Peringatan itu disampaikan oleh Wakil Direktur Institute for Development of Economics and Finance (INDEF) Eko Listiyanto dalam konferensi pers bertajuk "Respons INDEF terhadap Pertumbuhan Ekonomi Kuartal-III Tahun 2022", Selasa (8/11).
Menurutnya, PMI Manufaktur mulai turun pada Oktober lalu. Meski masih berada pada 51,8—level ekspansif—secara triwulanan ia harus tumbuh di atas 1 persen untuk bisa mencapai target pertumbuhan ekonomi pemerintah 5,2 persen pada akhir tahun.
"Triwulan keempat tak bisa hanya tumbuh 1 persen. Jadi harus tumbuh minimal di atas 1 persen. Atau kalau bisa sama seperti triwulan III, yaitu 1,2. Kuartalannya ya. Sementara ini tinggal dua bulan. Bahkan kurang dari dua bulan karena November sudah berjalan," ujarnya.

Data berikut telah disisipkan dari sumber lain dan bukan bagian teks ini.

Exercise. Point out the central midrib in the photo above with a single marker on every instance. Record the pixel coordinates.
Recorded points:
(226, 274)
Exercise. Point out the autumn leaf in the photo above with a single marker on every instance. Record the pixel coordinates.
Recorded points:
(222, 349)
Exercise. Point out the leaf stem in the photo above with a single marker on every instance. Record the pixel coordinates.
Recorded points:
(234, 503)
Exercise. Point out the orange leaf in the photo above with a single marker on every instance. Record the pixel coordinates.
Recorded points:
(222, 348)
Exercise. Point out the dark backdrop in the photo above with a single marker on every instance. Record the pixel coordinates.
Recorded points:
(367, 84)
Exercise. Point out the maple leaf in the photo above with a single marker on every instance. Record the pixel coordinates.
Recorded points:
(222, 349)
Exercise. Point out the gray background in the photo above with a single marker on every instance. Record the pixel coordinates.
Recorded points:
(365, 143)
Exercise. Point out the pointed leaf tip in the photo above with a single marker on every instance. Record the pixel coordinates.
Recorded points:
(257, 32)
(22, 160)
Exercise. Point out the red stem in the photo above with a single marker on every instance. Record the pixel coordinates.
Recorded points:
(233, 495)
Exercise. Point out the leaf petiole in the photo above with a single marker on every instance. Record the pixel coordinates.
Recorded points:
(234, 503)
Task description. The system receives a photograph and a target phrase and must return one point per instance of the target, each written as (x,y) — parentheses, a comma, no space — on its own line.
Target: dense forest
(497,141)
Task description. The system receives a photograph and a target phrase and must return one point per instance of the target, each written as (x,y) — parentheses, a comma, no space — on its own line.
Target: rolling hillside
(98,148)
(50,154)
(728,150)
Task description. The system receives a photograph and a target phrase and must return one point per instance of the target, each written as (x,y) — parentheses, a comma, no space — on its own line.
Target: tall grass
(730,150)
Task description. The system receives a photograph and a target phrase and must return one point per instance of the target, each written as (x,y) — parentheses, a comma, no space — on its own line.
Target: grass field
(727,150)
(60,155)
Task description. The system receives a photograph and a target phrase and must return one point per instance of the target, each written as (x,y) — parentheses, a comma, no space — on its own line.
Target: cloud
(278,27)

Dalam hal suku bunga perbankan, 'perang' dapat terjadi lantaran saat ini dana pihak ketiga (DPK) perbankan telah mulai surut karena roda perekonomian mulai bergerak dan masyarakat mulai membelanjakan uangnya.
Di sisi lain, pertumbuhan kredit perbankan ikut meningkat sehingga likuiditas perbankan berpotensi menjadi seret. Karena itu, Eko menilai perbankan akan mulai menaikkan suku bungan simpanannya untuk menarik lebih banyak DPK.
"Bank tidak boleh kekurangan likuiditas. Jadi, caranya adalah naikkan bunga. Dan tren globalnya juga naikkan bunga. Tahap berikutnya adalah kenaikkan bunga perbankan, sepertinya ke depan ini tak bisa dihindari," katanya.
Implikasi negatif dari kebijakan tersebut adalah konsumsi akan kembali melambat karena orang lebih memilih memupuk dananya di bank. "Ujungnya, ekonomi bisa melambat. Ini yang harus diantisipasi. Kalaupun ada penyesuaian suku bunga, misalnya, harus lebih moderat," ujarnya.